What are the Different Engineering Technician Jobs?

Engineering technicians may work in diverse environments related to automobile components, heavy machinery, construction sites and medical equipment. Such environments are likely to dictate relevant job duties as well. A mechanical engineering technician, for example, may create and improve machinery components, while civil engineering technicians may assist with the design of community infrastructure. An electrical technician may work at construction sites or in quality control laboratories to test equipment, while a technician in electronics may test small-scale electrical systems. A biomedical engineering technician may repair medical equipment in hospitals or long-term care facilities.

Mechanical engineering technician jobs are often available in a variety of industries that includes automobiles, tools and machinery. These positions are likely to work closely with engineers in creating or improving products. As such, mechanical technicians may review detailed drawings of a product's components. Examples of components may include nuts, bolts and screws.

Some technicians in this field may work in plants and factories, while others may be found in governmental agencies or consulting firms. In many cases, these technicians use testing equipment and measuring instruments to validate products or create new drawings. This job may also estimate the cost of a product’s development and determine how well it will perform.

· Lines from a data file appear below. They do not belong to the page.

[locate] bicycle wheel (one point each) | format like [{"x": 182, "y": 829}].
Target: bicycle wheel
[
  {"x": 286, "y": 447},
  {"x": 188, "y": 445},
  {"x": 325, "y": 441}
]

Civil engineers are likely to need assistance with planning and development. Unlike mechanical engineering, this industry often designs community infrastructure, including highways, bridges, sewers and tunnels. Civil engineering technician jobs may thus be available with project management firms and governmental agencies.

This type of technician may be responsible for researching and planning a new project. On a highway overpass, for example, he or she may arrange equipment that monitors traffic flow to determine the needs of that area. Project materials, labor crews and budget costs may be estimated by the technician and provided to the engineer for final approval. Technicians may also help the engineer create scale models or drawings of a project and monitor daily progress at the work site.

Industrial or commercial building sites, quality control labs and engineering firms may provide opportunities for electrical engineering technician jobs. The tasks of these positions are likely to vary depending upon a project’s needs or the employment environment. In a quality control lab, for example, the technician may purchase and validate analytical equipment and software. This person may also maintain all quality control instruments and develop new analytical methods.

At a job site for new construction, this technician may assemble electrical systems, provide assistance and resolution when electrical problems arise and install electrical control systems. This person may also conduct equipment tests, make repairs and help an engineer design electrical hardware or software. In both instances, the electrical technician is likely to work under lead engineering staff.

Whereas electrical engineering is likely to focus on large-scale systems, electronic engineering may concentrate on small-scale systems such as computers and integrated circuits. In this sense, electronic engineering technician jobs may be concerned with informational output. These positions may thus assist engineers with testing components, identifying layout problems and assembling circuitry to improve equipment. Technicians are likely to analyze and interpret test results, work with drawing charts and diagrams and utilize such equipment as voltmeters and transistor testers. Electronic manufacturers may hire these technicians for developmental projects with new and existing devices.

People who prefer to work in medicine or clinical care may find biomedical engineering technician jobs to be rewarding. These positions often work with medical equipment technicians, hospitals or long-term care facilities. Their primary function is likely to maintain and repair medical equipment. Technicians may thus need to diagnose and correct malfunctions in a variety of products, including patient beds, imaging equipment and electronic surgical tools.

Biomedical technicians are likely to interact with clinical staff for the arrangement and operation of equipment. Technicians may thus need to have some knowledge of biology, anatomy and physics. If a tool or equipment piece cannot be repaired, technicians may also need to dispose of toxic, radioactive or hazardous components.

In many cases, engineering technicians are required to hold two-year degrees in engineering technology. Degrees may be available from community colleges, technical institutes and vocational training schools. Technicians may need professional or academic experience in their specialized field as well. Some employers may be willing to substitute on-the-job training for this requirement.